TTBE - Chapitre 1 - Première révérence au Ciel et à la Terre

 

(NT : Etape traditionnelle dans les mariages chinois anciens. Elle fait partie du rituel des trois révérences : première révérence au Ciel et à la Terre (symbolise le respect des forces supérieures, des dieux ou du destin) ; deuxième révérence aux parents (ou aux aînés) ; troisième révérence entre les époux (ils se saluent l’un l’autre) )

 

Troisième année de Yuanxi, début de l’hiver.
La première neige tomba sur Yejing. De larges flocons, semblables à des plumes d’oie, tourbillonnaient dans les airs, recouvrant peu à peu les rares traces de sang au sol. Un carrosse lancé à vive allure traversa la rue, emportant avec lui un tourbillon de neige, avant de disparaître au loin.

Dans la rue silencieuse, les cris d’un homme en colère arrachèrent les habitants à leur sommeil. « Plus vite ! Vite ! »

Xiao Zhige avait les yeux injectés de sang. Il serrait de toutes ses forces dans ses bras une personne affaiblie, sa voix se fit plus douce pour le rassurer : « N’aie pas peur… Je te ramène au palais. Tout ira bien… »
Sa voix, d’ordinaire froide et tranchante, était à présent d’une douceur rare, comme s’il craignait de troubler celui qu’il tenait.

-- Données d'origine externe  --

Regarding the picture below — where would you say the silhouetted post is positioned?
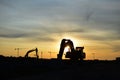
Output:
[92,53,95,60]
[41,51,43,58]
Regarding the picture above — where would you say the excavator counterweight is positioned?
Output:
[57,39,86,60]
[25,48,39,58]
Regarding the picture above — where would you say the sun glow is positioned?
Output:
[65,46,70,52]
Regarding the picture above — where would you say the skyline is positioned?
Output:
[0,0,120,59]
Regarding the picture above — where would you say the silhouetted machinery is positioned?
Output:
[25,48,39,58]
[57,39,86,60]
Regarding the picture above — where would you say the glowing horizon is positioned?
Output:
[0,0,120,60]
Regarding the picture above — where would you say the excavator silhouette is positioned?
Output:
[57,39,86,60]
[25,48,39,59]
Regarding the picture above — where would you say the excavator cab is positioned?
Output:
[57,39,86,60]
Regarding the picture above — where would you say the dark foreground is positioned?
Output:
[0,57,120,80]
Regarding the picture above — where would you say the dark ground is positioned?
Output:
[0,57,120,80]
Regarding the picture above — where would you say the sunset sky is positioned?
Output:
[0,0,120,60]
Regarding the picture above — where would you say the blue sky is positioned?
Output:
[0,0,120,58]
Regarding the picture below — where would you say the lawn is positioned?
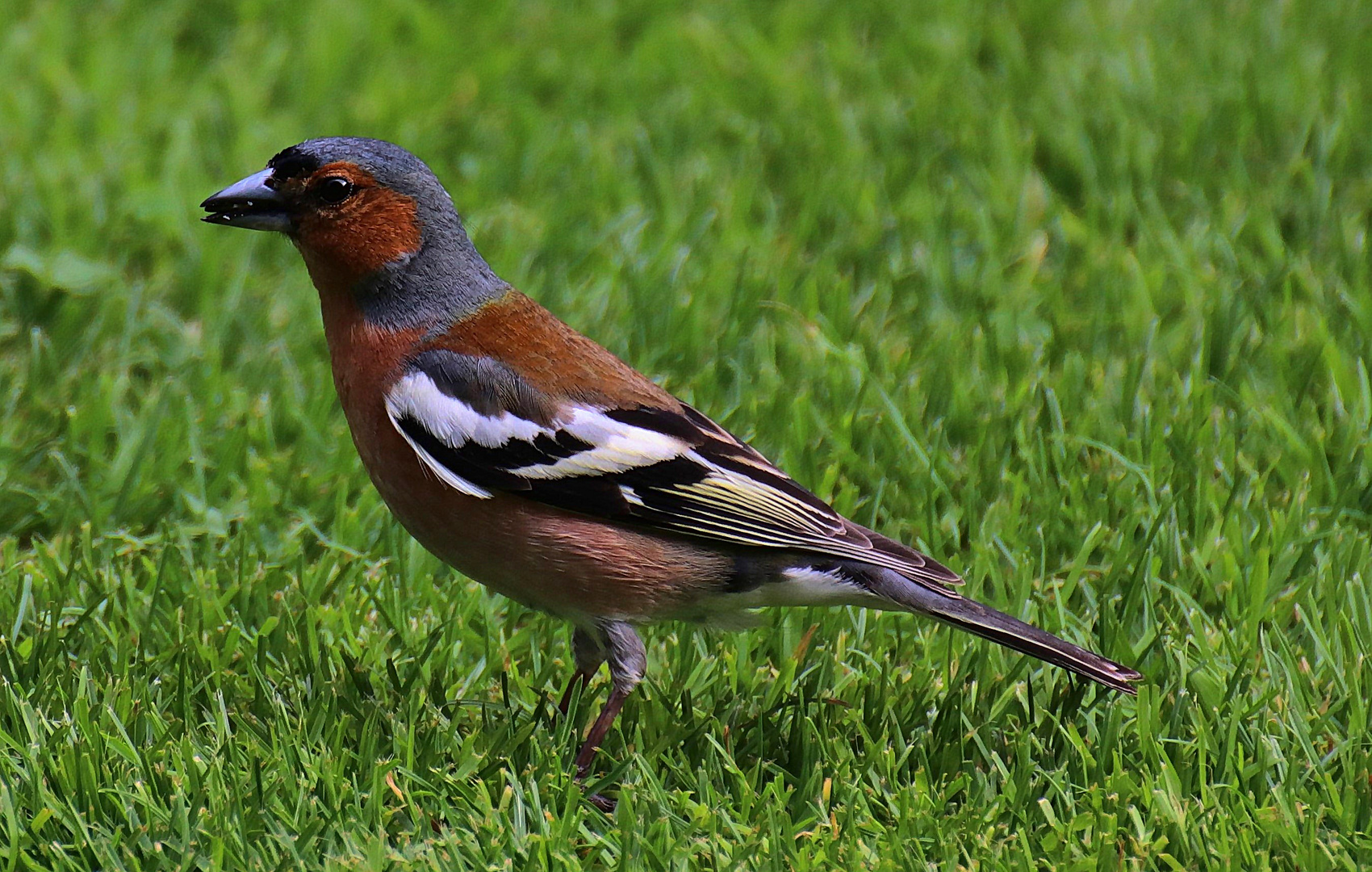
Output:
[0,0,1372,872]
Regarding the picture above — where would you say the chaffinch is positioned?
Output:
[202,137,1141,776]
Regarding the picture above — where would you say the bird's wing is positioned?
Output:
[386,350,959,593]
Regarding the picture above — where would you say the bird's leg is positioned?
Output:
[557,627,605,715]
[576,621,647,778]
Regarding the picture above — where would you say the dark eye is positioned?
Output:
[314,176,353,206]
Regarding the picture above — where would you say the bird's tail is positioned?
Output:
[868,570,1143,695]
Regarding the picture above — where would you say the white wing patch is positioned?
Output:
[506,406,690,478]
[386,372,690,488]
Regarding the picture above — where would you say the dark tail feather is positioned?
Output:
[870,570,1143,695]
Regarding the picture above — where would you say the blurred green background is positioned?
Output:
[0,0,1372,870]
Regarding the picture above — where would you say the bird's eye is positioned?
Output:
[316,176,353,206]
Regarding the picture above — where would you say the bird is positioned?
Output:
[200,136,1143,778]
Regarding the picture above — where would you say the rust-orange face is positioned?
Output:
[200,147,423,287]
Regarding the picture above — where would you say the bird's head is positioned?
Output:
[200,136,500,323]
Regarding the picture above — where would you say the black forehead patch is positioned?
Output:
[266,145,323,180]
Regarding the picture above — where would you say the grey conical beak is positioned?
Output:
[200,167,294,233]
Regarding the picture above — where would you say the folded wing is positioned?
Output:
[387,350,959,596]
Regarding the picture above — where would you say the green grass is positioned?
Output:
[0,0,1372,870]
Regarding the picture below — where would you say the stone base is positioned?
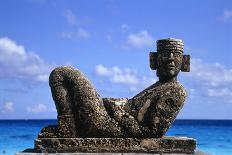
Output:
[35,137,196,154]
[16,151,210,155]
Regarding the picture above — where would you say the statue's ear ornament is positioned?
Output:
[149,52,158,70]
[181,55,190,72]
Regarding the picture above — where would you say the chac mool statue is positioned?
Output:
[39,38,190,138]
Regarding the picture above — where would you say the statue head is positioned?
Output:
[150,38,190,81]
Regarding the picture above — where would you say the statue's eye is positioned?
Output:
[174,53,181,57]
[162,52,169,59]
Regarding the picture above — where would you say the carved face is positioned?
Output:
[157,51,183,79]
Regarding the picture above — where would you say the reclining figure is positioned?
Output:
[39,38,190,138]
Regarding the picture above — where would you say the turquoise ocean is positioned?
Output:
[0,120,232,155]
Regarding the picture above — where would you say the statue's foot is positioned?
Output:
[38,125,58,138]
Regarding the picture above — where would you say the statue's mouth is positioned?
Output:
[167,62,175,69]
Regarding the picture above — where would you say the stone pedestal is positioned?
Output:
[31,137,196,154]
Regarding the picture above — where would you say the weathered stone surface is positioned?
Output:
[29,38,196,153]
[16,151,210,155]
[35,137,196,153]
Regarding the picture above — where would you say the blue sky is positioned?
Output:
[0,0,232,119]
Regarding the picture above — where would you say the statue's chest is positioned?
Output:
[131,84,185,122]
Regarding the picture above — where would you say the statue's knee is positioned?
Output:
[49,66,73,87]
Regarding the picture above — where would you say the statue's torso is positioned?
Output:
[124,81,187,135]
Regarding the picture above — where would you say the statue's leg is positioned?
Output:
[49,67,77,137]
[50,67,122,137]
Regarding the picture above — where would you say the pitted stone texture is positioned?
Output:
[35,137,196,153]
[39,67,186,138]
[16,151,210,155]
[124,81,187,137]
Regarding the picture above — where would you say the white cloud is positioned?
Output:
[219,10,232,21]
[95,65,156,91]
[121,24,129,32]
[189,59,232,87]
[0,38,51,82]
[3,102,14,112]
[184,59,232,103]
[64,9,77,26]
[95,65,139,84]
[61,28,90,40]
[26,104,48,113]
[127,30,154,48]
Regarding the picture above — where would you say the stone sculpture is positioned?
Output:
[35,38,196,153]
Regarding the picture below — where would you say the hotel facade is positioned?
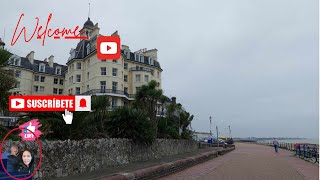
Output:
[6,18,162,108]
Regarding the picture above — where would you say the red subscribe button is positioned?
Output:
[9,96,91,111]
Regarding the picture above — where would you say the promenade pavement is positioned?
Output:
[161,143,319,180]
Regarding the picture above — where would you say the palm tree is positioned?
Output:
[135,80,163,137]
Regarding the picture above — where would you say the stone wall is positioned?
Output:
[3,139,198,179]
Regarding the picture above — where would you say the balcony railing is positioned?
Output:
[81,89,135,98]
[130,67,153,73]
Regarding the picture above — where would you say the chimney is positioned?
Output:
[26,51,34,64]
[111,31,119,36]
[171,97,177,104]
[49,55,54,67]
[121,44,130,51]
[143,48,158,60]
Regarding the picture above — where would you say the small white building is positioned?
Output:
[193,132,211,141]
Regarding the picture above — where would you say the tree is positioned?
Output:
[135,80,163,138]
[180,111,193,139]
[106,107,155,144]
[0,49,17,112]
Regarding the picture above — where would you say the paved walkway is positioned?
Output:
[162,143,319,180]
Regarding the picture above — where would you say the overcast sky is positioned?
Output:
[0,0,319,138]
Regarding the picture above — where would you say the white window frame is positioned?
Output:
[56,67,61,75]
[76,62,82,70]
[14,70,22,78]
[144,75,149,82]
[76,74,81,82]
[100,67,107,76]
[87,43,91,55]
[76,87,81,95]
[112,68,118,77]
[136,74,141,82]
[39,63,46,72]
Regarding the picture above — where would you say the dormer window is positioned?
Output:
[56,67,61,75]
[69,48,76,60]
[39,63,46,72]
[87,43,91,55]
[14,58,21,66]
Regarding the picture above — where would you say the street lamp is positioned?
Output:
[209,116,212,138]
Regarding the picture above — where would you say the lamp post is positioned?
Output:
[209,116,212,138]
[216,126,219,147]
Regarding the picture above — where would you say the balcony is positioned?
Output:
[130,67,153,73]
[81,89,135,100]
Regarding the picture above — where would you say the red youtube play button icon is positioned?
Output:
[97,36,121,60]
[9,98,24,109]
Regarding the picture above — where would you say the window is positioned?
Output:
[100,81,106,93]
[144,75,149,82]
[87,59,90,67]
[56,67,61,75]
[136,74,141,82]
[53,88,58,94]
[39,64,46,72]
[112,68,118,76]
[87,43,90,55]
[16,70,21,78]
[34,75,39,81]
[76,74,81,82]
[40,86,44,92]
[136,87,140,93]
[112,82,118,93]
[100,67,107,75]
[14,58,21,66]
[76,87,80,94]
[111,97,117,108]
[33,86,39,92]
[69,76,73,83]
[77,63,81,69]
[40,76,45,82]
[14,82,20,88]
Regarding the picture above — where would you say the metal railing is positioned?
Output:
[81,89,135,98]
[257,141,319,163]
[130,67,153,72]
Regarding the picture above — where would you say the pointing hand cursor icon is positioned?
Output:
[62,109,73,124]
[27,122,36,132]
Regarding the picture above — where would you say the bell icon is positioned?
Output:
[79,98,87,108]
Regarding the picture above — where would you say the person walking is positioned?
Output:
[272,138,279,152]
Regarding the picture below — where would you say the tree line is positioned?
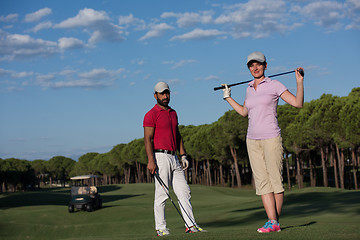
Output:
[0,88,360,192]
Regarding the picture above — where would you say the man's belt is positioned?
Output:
[154,149,176,155]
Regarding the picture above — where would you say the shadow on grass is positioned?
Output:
[281,221,316,230]
[0,186,143,209]
[201,191,360,229]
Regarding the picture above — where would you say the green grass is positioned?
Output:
[0,184,360,240]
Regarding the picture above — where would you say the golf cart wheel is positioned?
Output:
[86,204,94,212]
[68,205,74,213]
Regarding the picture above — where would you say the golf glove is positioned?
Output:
[181,155,189,170]
[221,84,231,99]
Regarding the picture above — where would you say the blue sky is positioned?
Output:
[0,0,360,160]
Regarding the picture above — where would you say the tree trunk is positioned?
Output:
[320,147,329,187]
[296,154,303,188]
[230,146,242,188]
[206,159,213,186]
[285,153,291,190]
[336,144,345,189]
[219,164,225,187]
[191,159,197,184]
[330,145,339,188]
[309,154,316,187]
[351,148,358,190]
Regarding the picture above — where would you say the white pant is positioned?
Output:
[154,153,195,230]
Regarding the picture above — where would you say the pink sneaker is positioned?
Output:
[258,220,281,233]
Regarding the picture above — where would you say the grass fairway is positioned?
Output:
[0,184,360,240]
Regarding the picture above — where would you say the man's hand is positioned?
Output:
[221,84,231,99]
[181,155,189,171]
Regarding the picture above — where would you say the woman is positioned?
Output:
[223,52,304,233]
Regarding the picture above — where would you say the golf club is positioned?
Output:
[154,172,196,229]
[214,69,304,91]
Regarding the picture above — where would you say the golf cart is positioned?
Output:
[68,175,102,213]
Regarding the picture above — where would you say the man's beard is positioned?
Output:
[157,98,169,107]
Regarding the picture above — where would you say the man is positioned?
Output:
[143,82,203,236]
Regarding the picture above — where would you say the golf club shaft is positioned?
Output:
[154,173,195,229]
[157,174,196,226]
[214,70,304,91]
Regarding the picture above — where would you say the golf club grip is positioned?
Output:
[214,69,305,91]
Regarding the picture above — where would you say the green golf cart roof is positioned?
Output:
[70,175,98,180]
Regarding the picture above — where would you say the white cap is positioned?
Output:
[246,52,266,64]
[154,82,170,93]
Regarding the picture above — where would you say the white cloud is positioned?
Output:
[119,14,146,30]
[0,13,19,22]
[59,38,84,49]
[161,11,214,27]
[139,23,174,41]
[214,0,301,39]
[54,8,124,44]
[163,59,197,69]
[0,29,58,61]
[25,8,52,22]
[299,1,345,29]
[29,21,53,33]
[0,68,12,77]
[11,72,34,78]
[171,28,225,41]
[54,8,109,28]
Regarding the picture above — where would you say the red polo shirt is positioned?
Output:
[143,104,178,151]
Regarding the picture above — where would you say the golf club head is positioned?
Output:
[299,69,305,76]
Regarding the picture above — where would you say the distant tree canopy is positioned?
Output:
[0,88,360,192]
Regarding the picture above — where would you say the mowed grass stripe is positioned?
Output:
[0,184,360,240]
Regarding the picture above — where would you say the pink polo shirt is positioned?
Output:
[143,104,178,151]
[245,77,287,139]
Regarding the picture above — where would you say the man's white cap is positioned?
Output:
[154,82,170,93]
[246,52,266,64]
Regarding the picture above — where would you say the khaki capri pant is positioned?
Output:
[246,136,284,195]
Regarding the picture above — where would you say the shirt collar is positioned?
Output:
[155,104,173,112]
[248,77,271,87]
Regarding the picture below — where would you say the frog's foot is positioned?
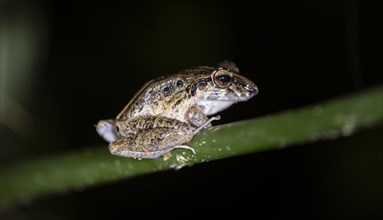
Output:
[96,119,119,143]
[173,145,196,154]
[193,115,221,135]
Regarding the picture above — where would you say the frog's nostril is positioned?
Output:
[253,85,259,95]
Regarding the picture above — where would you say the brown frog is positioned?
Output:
[96,61,258,158]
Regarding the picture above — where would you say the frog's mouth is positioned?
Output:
[198,93,256,116]
[199,90,257,103]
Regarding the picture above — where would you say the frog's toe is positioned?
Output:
[174,145,196,154]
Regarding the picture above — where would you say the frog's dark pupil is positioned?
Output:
[218,75,230,82]
[177,80,184,88]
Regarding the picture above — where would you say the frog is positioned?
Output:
[96,61,258,159]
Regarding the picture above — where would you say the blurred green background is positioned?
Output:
[0,0,383,219]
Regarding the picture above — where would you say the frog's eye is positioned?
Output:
[211,70,233,88]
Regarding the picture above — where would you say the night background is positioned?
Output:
[0,0,383,219]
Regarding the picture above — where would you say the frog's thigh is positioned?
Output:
[109,128,194,158]
[186,105,211,127]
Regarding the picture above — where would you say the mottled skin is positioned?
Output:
[97,62,258,158]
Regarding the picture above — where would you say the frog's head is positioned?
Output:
[195,66,258,115]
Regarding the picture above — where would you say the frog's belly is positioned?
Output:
[198,100,234,116]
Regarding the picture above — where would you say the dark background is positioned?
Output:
[0,0,383,219]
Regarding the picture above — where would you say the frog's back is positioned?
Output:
[117,73,194,121]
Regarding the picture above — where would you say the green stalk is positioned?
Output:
[0,86,383,211]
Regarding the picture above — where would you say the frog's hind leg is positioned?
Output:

Dans ses bras, il tenait un homme d’une grande beauté. Ce dernier portait une robe brodée d’or, une couronne de jade blanc. Il avait des sourcils fins, des yeux en amande tel un phénix. Son nez était droit et légèrement retroussé, ses lèvres en forme de pétale, d’un rose pâle. Sous l’œil gauche, un petit grain de beauté accentuait encore la grâce de ses traits. N’eût été son teint d’une pâleur cadavérique et le filet de sang qui s’échappait du coin de sa bouche, cette scène aurait pu prêter à rêver — un beau jeune homme évanoui dans les bras d’un autre, prélude à quelque idylle secrète.

« Votre Majesté… »

Ses longs cils frémirent, et An Changqing (NT : litt. Paix Longue et Noble) rouvrit les yeux avec peine. Son regard croisa celui de Xiao Zhige (NT : litt. Le pacificateur), inquiet, presque affolé.

Il resta un instant interdit. Cela faisait près de dix ans qu’ils étaient mariés, sans avoir jamais été proches. À l’époque, Xiao Zhige n'avait pas demandé son consentement et, en usant d’un décret impérial obtenu de la Grande Impératrice douairière, l’avait pris pour époux de force. Lui, empli de crainte et de rancune, s’était toujours tenu à distance — deux parts de méfiance, trois de peur.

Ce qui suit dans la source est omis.